UFLO
 Menu
travesti istanbul travesti bursa travestileri

 

NOVEDADES

La influencia romanista en el Nuevo Código Civil y Comercial



Dos investigaciones de la UFLO proponen una mirada al código sancionado en 2014 desde el Derecho Romano, al que los especialistas consideran como la base toda organización jurídica.

Un grupo de investigadores de la Universidad de Flores encabezados por Mirta Álvarez, profesora y directora de Carrera de la Facultad de Derecho, propone consignar, en dos proyectos, cómo el Derecho Romano influye en el Nuevo Código Civil y Comercial de la Nación.

El primero de los trabajos, que culminó el año pasado, apunta a destacar las raíces romanistas del Código sancionado en octubre de 2014 y que entró en vigencia el 1º de agosto de 2015. “El Derecho Romano –señala Álvarez– es la base del derecho, pero no sólo en los países de base romanista, ya sea Europa y parte de Medio Oriente, y Latinoamérica, que fue conquistada por europeos, sino porque es una manera de concebir el derecho”. 

“En China, por ejemplo, hay un grupo de profesores de Derecho Romano que van a Italia periódicamente a especializarse porque Mao derogó el Código Civil, entonces están trabajando para sancionar uno nuevo. Pero como China comercia con todo el mundo, adoptaron la raíz romanista, para poder entenderse con los demás. Viajaron profesores chinos a Latinoamérica y estudiaron y tradujeron al chino el Código Civil argentino de Vélez Sarsfield y el peruano, que son los que más raíz romanista tienen. China aún no tiene un código civil completo, lo van aprobando por partes: por el momento, obligaciones y contratos, puesto que está abocada al comercio, también algo de familia”, sostiene la investigadora.

Álvarez, que considera a esta rama como “la base de toda organización jurídica”, es vicepresidente por Argentina de la Asociación Iberoamericana de Derecho Romano con sede en Oviedo (España), y en mayo de este año fue designada presidenta de la Asociación Argentina de Derecho Romano.

El objetivo general de este primer estudio fue comprender el origen de las instituciones del Código Civil y Comercial de la Nación (CCyC) para poder determinar el alcance de cada una de ellas. Para esto, los especialistas se entregaron a una exhaustiva lectura de los Libros III y IV del CCyC, lo que derivó en un cuadro comparativo que establecía los cambios e innovaciones más importantes en la legislación en esos libros. Esto permitió definir el origen de las instituciones que se incorporan o que se modifican con relación al Código vigente de Vélez Sarsfield. Como epílogo, los investigadores realizaron un comentario explicativo de la génesis de aquellas instituciones que tienen base romanista.

Los resultados de la investigación sorprendieron a Álvarez y su equipo: “Lo que encontramos fue mucho más de lo que esperábamos. El Código es más romanista que lo que los propios autores consideran. Elaboramos un cuadro con todas las concordancias con el viejo código y sus influencias romanísticas, con bibliografía sugerida para ampliar el estudio de cada una de las normas.
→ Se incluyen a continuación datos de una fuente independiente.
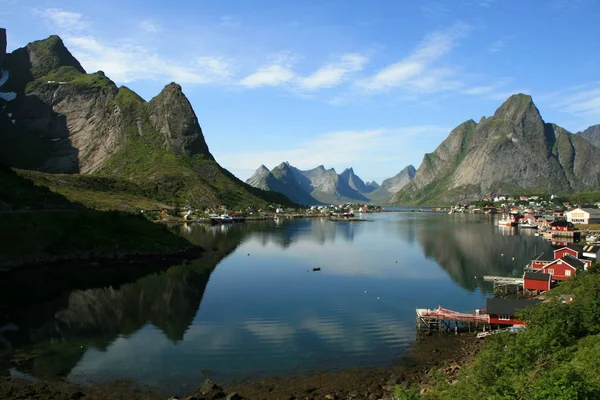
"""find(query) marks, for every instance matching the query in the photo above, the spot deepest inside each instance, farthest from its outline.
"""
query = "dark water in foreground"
(263, 310)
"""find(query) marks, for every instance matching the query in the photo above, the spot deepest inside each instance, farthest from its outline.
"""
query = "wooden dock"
(503, 279)
(441, 319)
(503, 284)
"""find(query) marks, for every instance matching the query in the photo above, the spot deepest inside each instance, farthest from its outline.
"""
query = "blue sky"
(374, 85)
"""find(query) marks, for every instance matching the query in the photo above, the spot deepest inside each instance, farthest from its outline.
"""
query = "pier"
(503, 283)
(442, 319)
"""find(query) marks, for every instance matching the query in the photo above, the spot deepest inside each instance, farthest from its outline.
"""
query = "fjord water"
(252, 305)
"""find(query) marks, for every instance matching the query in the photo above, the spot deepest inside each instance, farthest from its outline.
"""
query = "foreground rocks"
(431, 359)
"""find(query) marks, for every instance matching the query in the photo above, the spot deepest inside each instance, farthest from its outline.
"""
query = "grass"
(37, 235)
(46, 223)
(70, 75)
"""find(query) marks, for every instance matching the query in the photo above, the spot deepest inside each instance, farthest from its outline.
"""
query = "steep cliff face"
(392, 185)
(512, 151)
(282, 179)
(592, 134)
(79, 122)
(63, 120)
(173, 117)
(311, 187)
(355, 182)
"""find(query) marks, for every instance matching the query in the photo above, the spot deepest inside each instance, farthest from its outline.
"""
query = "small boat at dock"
(505, 221)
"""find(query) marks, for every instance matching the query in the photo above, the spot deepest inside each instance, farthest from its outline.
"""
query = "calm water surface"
(263, 310)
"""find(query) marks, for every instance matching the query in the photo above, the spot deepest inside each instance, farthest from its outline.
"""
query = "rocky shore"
(431, 359)
(95, 259)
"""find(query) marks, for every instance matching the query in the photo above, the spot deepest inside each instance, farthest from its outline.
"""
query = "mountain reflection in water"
(253, 305)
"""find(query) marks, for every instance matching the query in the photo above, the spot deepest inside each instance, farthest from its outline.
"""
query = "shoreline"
(428, 359)
(93, 261)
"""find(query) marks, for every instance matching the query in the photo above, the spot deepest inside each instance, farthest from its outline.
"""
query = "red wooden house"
(537, 281)
(562, 225)
(502, 311)
(564, 268)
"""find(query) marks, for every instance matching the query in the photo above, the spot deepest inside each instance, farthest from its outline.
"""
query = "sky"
(372, 85)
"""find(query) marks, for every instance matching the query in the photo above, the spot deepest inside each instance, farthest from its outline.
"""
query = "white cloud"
(581, 103)
(269, 75)
(352, 147)
(334, 73)
(497, 46)
(417, 72)
(66, 21)
(278, 71)
(149, 26)
(230, 21)
(127, 61)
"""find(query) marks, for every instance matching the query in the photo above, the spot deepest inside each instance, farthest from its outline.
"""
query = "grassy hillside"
(38, 223)
(555, 358)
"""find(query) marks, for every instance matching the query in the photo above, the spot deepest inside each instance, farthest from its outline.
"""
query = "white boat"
(505, 221)
(220, 219)
(528, 225)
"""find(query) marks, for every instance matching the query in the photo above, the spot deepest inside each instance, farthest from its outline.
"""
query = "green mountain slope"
(108, 142)
(514, 151)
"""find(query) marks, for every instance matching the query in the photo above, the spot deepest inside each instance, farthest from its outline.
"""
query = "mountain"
(106, 142)
(281, 179)
(514, 151)
(311, 187)
(349, 177)
(392, 185)
(592, 134)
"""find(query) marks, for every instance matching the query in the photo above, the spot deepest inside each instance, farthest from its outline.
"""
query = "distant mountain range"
(592, 134)
(514, 151)
(106, 142)
(325, 186)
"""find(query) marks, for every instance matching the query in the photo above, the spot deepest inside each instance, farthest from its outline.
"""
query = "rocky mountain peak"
(172, 115)
(2, 48)
(50, 54)
(592, 134)
(518, 107)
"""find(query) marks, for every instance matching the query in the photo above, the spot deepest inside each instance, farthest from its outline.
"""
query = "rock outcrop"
(392, 185)
(311, 187)
(512, 151)
(592, 134)
(59, 119)
(355, 182)
(173, 117)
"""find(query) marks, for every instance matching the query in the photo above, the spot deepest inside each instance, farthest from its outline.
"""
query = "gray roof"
(536, 276)
(593, 211)
(507, 306)
(572, 261)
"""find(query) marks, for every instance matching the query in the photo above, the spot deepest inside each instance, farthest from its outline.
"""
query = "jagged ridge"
(513, 151)
(67, 121)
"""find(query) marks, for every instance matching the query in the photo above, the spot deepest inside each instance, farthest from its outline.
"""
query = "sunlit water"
(263, 310)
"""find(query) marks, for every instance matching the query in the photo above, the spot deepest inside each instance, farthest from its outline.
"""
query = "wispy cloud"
(497, 46)
(581, 102)
(230, 21)
(352, 147)
(268, 75)
(149, 26)
(126, 61)
(334, 73)
(434, 9)
(418, 71)
(66, 21)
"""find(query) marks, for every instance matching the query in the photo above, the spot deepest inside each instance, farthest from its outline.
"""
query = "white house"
(583, 215)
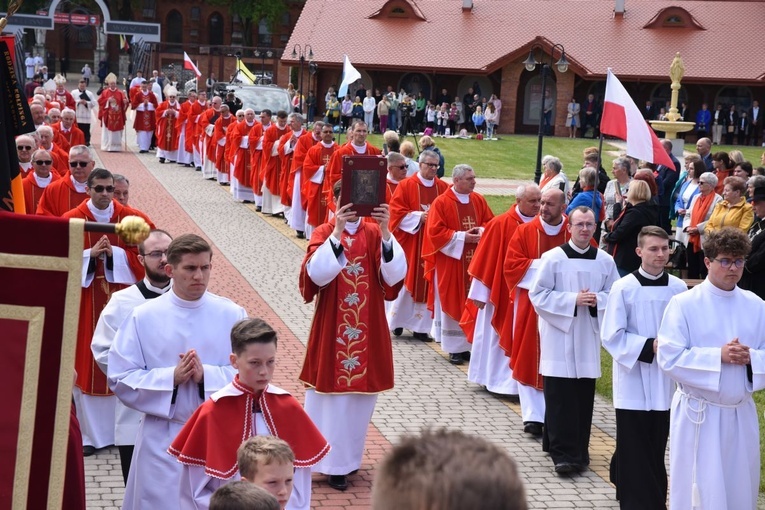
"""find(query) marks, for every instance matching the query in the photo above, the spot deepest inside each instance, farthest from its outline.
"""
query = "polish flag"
(622, 119)
(188, 64)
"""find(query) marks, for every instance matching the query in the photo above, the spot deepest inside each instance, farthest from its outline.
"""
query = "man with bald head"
(488, 311)
(528, 243)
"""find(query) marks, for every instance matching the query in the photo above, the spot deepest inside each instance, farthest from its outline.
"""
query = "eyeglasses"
(726, 263)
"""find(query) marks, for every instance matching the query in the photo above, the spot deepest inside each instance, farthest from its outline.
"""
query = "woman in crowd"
(696, 218)
(638, 212)
(733, 211)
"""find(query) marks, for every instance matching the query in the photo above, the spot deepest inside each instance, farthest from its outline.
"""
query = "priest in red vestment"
(409, 211)
(66, 134)
(167, 129)
(37, 180)
(112, 107)
(529, 242)
(144, 104)
(109, 265)
(220, 130)
(69, 191)
(488, 312)
(270, 167)
(314, 168)
(453, 229)
(357, 146)
(349, 268)
(242, 151)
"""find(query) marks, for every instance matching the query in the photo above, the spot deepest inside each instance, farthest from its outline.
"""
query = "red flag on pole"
(188, 64)
(622, 119)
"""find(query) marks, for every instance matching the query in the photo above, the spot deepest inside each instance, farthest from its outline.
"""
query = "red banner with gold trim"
(40, 271)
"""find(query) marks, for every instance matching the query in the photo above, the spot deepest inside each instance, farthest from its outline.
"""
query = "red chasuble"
(90, 379)
(349, 348)
(487, 267)
(448, 215)
(60, 197)
(213, 434)
(311, 193)
(168, 134)
(527, 244)
(412, 195)
(33, 192)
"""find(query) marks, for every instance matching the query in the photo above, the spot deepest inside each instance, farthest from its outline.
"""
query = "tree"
(252, 11)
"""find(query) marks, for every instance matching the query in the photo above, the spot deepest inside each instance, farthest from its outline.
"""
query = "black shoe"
(338, 482)
(532, 427)
(565, 468)
(423, 337)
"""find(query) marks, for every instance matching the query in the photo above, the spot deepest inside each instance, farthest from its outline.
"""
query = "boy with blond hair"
(248, 406)
(268, 462)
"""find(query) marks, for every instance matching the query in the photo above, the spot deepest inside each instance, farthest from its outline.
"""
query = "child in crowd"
(242, 496)
(268, 462)
(249, 406)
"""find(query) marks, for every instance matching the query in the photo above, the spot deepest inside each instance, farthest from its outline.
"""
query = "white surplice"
(714, 433)
(120, 305)
(489, 364)
(632, 318)
(141, 365)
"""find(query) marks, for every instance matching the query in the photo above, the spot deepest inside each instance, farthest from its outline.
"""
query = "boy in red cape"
(208, 443)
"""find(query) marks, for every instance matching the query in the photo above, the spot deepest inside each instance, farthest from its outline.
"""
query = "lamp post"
(531, 63)
(301, 51)
(262, 54)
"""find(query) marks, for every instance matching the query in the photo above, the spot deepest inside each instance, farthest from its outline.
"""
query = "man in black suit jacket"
(668, 177)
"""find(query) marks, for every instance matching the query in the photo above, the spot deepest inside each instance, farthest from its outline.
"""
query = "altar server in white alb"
(169, 356)
(712, 343)
(152, 255)
(570, 295)
(642, 392)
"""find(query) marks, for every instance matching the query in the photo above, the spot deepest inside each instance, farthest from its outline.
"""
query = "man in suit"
(755, 117)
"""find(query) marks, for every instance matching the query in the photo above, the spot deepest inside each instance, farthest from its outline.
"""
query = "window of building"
(216, 29)
(174, 27)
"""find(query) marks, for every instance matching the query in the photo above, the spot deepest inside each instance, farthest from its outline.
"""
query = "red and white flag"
(622, 119)
(188, 64)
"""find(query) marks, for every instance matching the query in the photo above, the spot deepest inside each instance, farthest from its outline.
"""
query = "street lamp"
(262, 54)
(301, 50)
(531, 63)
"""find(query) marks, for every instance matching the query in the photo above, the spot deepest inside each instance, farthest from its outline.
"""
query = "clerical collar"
(352, 226)
(101, 216)
(551, 230)
(79, 187)
(648, 280)
(426, 182)
(42, 182)
(463, 198)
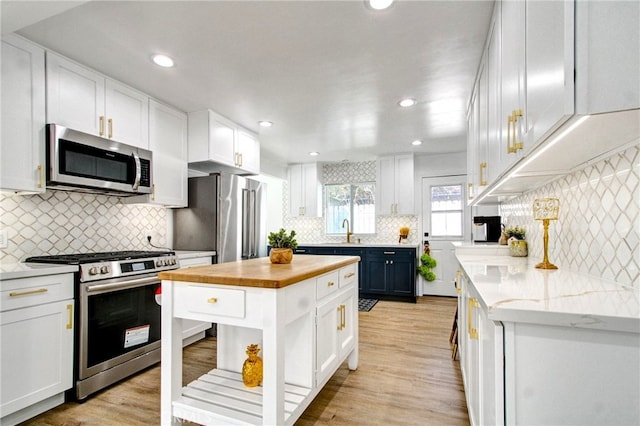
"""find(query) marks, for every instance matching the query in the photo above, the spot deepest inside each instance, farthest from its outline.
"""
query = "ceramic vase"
(281, 255)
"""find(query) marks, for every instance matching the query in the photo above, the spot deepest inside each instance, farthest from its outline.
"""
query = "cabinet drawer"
(194, 299)
(348, 274)
(327, 284)
(24, 292)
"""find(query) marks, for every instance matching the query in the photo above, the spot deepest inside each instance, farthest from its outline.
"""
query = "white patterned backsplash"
(598, 230)
(312, 230)
(60, 222)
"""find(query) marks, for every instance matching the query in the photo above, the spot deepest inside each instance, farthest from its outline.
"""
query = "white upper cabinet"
(85, 100)
(22, 154)
(568, 74)
(394, 185)
(305, 190)
(216, 143)
(168, 142)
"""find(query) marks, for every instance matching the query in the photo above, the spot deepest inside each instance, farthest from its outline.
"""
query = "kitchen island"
(302, 315)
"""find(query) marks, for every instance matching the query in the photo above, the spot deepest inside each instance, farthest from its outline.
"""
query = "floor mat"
(365, 305)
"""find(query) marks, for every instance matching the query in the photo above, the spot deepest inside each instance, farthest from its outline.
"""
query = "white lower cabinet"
(36, 328)
(334, 333)
(193, 330)
(540, 374)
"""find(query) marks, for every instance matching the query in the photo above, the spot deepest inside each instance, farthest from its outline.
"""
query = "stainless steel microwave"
(84, 162)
Fueron muy pocos los artículos que se dejaron fuera en la segunda etapa del proyecto por no tener raíz romanista. Quedó un trabajo muy prolijo, con el que tuvimos la suerte de tener mucha presencia en eventos científicos y publicaciones en México y en Brasil”. 

Pero el Derecho Romano es una fuente inagotable de matices, por lo que los investigadores ya están trabajando en otro proyecto. En este caso, la mirada romanista será sobre los derechos de familia. “Es un proyecto distinto al anterior, ya que en Roma hubo muchos cambios, y también en nuestro país, con el matrimonio igualitario y el nuevo código”, detalla Álvarez, quien en la UFLO también coordina un centro de investigaciones romanísticas y un congreso anual.

“Pero hay instituciones nuevas incorporadas, como las uniones convivenciales, que tienen que ver con el matrimonio primitivo romano. Es cuestión de enlazar y encontrar los resortes para seguir profundizando el estudio de lo que pasaba hace mucho siglos con una relación de hecho que se llamaba matrimonio, que no era una institución ni un acto jurídico como en la actualidad. Hay temas como, por ejemplo, la tutela o el divorcio, que no han variado tanto, en los que encontramos raíces romanistas”.